Laura Lee Smith  Palmherzen

Die Frage ist, empfehle ich ein Buch, das mich zwar sehr berührt, dessen Geschichte aber von einer traurigen Deprimiertheit geprägt ist. Oder lass ich die Empfehlung einfach sein und beschreibe Inhalt und Stimmung, sodass sich jeder selber entscheiden kann, es zu lesen oder zu lassen …

Palmherzen kommt daher mit einem ansprechend positiv stimmenden Cover, das eher einen leicht beschwingten fröhlichen Roman erwarten lässt.
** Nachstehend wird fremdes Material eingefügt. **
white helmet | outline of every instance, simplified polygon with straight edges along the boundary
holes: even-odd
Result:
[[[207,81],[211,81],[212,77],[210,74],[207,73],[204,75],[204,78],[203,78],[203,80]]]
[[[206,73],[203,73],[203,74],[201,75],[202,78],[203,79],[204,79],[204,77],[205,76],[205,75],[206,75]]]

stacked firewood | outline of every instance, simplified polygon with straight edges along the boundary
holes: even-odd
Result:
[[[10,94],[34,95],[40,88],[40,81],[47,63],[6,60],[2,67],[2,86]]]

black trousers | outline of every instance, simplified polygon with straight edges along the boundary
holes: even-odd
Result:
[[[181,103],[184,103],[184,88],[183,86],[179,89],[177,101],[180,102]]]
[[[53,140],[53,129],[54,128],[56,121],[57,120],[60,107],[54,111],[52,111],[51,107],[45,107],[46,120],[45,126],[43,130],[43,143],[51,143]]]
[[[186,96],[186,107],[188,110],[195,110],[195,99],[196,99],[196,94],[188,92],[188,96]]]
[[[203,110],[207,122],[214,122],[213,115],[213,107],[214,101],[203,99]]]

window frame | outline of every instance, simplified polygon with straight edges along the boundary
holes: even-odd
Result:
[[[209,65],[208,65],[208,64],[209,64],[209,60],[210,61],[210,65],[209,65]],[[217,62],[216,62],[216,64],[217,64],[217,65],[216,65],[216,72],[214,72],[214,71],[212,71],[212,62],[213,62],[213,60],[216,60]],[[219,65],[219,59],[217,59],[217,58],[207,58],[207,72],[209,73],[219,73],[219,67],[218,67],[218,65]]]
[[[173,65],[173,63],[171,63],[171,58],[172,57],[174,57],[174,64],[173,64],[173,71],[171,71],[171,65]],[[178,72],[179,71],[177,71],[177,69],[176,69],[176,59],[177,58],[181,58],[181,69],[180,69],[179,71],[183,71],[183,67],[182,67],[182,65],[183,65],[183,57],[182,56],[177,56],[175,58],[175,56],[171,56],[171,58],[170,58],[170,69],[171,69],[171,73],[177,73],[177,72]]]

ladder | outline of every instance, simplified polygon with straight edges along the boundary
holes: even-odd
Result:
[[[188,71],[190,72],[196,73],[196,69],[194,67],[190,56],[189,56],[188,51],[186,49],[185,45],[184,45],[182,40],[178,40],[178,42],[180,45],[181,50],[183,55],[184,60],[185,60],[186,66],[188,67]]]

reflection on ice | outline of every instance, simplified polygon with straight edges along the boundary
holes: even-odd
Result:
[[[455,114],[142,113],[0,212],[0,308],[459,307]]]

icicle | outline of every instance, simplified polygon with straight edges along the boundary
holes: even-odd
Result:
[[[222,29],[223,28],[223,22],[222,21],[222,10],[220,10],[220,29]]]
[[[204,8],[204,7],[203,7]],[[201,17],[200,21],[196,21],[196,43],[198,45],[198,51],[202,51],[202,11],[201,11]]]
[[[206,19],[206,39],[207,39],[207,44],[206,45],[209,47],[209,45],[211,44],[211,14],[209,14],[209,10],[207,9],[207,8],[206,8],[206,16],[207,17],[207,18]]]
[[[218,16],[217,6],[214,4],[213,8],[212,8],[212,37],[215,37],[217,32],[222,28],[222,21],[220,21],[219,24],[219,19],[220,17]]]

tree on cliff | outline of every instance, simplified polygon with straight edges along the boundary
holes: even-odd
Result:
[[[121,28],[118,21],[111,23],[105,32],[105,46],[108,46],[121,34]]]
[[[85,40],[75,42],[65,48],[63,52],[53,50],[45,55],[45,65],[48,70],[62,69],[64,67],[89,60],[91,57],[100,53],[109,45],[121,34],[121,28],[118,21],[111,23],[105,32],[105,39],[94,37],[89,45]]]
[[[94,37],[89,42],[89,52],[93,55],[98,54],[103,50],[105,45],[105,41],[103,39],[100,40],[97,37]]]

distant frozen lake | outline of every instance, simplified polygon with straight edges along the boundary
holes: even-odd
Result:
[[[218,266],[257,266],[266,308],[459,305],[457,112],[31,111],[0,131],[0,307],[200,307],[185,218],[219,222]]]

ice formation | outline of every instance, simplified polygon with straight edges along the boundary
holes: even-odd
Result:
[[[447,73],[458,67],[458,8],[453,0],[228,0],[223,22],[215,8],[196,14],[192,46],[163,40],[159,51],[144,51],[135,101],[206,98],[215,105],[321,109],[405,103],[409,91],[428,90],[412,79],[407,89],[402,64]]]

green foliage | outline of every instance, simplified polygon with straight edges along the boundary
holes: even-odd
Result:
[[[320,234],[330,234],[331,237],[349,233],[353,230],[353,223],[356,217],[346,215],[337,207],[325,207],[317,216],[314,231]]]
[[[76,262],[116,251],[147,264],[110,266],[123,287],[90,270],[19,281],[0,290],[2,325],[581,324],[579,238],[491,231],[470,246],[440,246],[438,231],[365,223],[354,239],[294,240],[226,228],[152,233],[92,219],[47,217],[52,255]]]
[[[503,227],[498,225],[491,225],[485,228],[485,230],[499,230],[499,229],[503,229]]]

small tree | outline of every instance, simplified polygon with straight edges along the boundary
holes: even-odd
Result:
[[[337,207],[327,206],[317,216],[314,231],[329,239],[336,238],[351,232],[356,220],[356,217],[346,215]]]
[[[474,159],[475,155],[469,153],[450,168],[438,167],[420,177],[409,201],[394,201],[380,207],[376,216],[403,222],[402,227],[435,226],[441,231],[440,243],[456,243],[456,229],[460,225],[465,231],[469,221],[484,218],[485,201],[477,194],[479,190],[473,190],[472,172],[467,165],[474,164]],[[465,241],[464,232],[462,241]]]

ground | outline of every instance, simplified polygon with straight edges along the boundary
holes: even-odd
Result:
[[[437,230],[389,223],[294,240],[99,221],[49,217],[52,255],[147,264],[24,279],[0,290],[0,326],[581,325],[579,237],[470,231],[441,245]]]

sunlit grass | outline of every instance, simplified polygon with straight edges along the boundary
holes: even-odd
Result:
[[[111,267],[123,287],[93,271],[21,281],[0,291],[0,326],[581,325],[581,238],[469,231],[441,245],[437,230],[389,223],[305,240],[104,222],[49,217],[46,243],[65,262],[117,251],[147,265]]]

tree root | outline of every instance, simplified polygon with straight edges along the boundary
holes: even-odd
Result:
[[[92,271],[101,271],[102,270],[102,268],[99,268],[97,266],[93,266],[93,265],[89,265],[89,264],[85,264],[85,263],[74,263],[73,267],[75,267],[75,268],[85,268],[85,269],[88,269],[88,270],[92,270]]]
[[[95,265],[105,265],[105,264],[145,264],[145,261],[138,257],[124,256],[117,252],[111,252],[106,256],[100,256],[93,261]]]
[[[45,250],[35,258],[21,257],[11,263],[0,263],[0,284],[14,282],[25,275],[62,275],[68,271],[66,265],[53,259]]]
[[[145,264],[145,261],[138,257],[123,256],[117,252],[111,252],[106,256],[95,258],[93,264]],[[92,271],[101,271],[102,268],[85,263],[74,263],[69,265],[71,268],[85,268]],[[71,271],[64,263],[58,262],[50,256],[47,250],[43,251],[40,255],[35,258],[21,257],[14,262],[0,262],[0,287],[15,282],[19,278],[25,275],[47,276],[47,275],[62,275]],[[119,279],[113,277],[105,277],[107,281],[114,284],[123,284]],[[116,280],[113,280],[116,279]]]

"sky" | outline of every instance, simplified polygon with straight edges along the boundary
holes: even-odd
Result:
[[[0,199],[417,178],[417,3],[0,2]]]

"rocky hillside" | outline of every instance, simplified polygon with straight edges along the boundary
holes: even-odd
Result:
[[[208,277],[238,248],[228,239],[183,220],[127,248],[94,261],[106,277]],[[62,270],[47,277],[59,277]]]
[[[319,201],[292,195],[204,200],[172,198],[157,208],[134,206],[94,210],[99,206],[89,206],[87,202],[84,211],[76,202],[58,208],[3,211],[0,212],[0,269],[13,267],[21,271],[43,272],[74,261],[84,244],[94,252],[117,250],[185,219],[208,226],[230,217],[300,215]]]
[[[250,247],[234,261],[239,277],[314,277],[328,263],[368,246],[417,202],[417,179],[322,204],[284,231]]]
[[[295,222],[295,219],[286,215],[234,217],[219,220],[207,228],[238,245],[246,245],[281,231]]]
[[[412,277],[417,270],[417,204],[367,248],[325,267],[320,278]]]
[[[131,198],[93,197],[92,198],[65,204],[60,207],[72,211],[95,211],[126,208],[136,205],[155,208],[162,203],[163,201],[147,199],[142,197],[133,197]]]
Erzählt wird, über einen Sommer lang, die Geschichte der etwas heruntergekommenen, zum Alkohol neigenden, aber mit hinreißendem Charme ausgestatteten Jungs der Familie Bravo im kleinen verschlafenen Nest Utina, Florida, ihrer Frauen und der skurrilen Figuren des Ortes. Gespickt mit Blicken in die Vergangenheit, durchleben wir mit der Familie in der drückenden schwülen Hitze, die einen Sommer im Norden Floridas auszeichnet, wie sich das Leben und die Umgebung Veränderungen hingeben muss.

Wer schon einmal durch eine dieser typischen Kleinststädte im Südosten der USA gefahren ist, hat sie vielleicht aufgeschnappt, diese bleierne, alles verlangsamende Atmosphäre. Die Zeit scheint vor Jahrzehnten stehen geblieben zu sein, jeder kennt jeden, Veränderungen wollen nur schwer akzeptiert werden.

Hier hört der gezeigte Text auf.